Our contributions are the following:

1. We build upon and extend the procedure introduced by Vashishth et al. [12] for creating the English WikiMed dataset and construct a German dataset for biomedical entity linking called WikiMed-DE, which we make publicly available 6 ; WikiMed-DE is annotated with a wide range of concepts from the UMLS; a subset of this dataset, WikiMed-DE-BEL, can be readily used for training broad-coverage biomedical entity linking systems for German. 2. We provide an extensive description of the steps and resources required to create the dataset, as well as a public code repository 7 ; this makes it straightforward to apply the procedure for creating similar datasets for other languages, or for updating the dataset once new information is available in Wikipedia and Wikidata.

The remainder of this article is organized as follows: Section 2 provides an overview of the related work, Section 3 introduces the knowledge sources used to create WikiMed-DE, Section 4 describes the methodology used to construct WikiMed-DE, Section 5 presents the statistics of the dataset and asseses its quality, Section 6 discusses the limitations of WikiMed-DE and concludes the paper.

Related Work

Datasets in the BEL domain typically focus on annotating biomedical entities from existing ontologies. A point in case is the BC6BioID [13] dataset published for the BioCreative challenges, which focuses on identifying genes or chemicals in English text and maps them to ontologies like the Gene ontology 8 . It consists of 17,883 documents and 133,033 mentions referring to 7,652 unique concepts.

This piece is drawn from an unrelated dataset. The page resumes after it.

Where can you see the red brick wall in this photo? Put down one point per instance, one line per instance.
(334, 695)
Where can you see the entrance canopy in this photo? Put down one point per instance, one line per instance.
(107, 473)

Medical Concept Normalization (MCN) [14] is a dataset that focuses primarily on annotating entities of clinical utility, such as disorders, problems, tests, and treatments in discharge summaries written in English. These entities are mapped to widely adopted medical terminologies, such as the UMLS and the International Classification of Diseases (ICD) 9 . MCN consists of 100 discharge summaries and provides normalization for a total of 10,919 concept mentions corresponding to 3,792 unique concepts.

The NCBI disease corpus [2] provides annotations of disease mentions along with their corresponding concepts, which are represented using either MeSH or Online Mendelian Inheritance in Man (OMIM) 10 identifiers. The corpus contains 6,892 disease mentions mapped to 790 unique concepts for a collection of 793 PubMed abstracts written in English.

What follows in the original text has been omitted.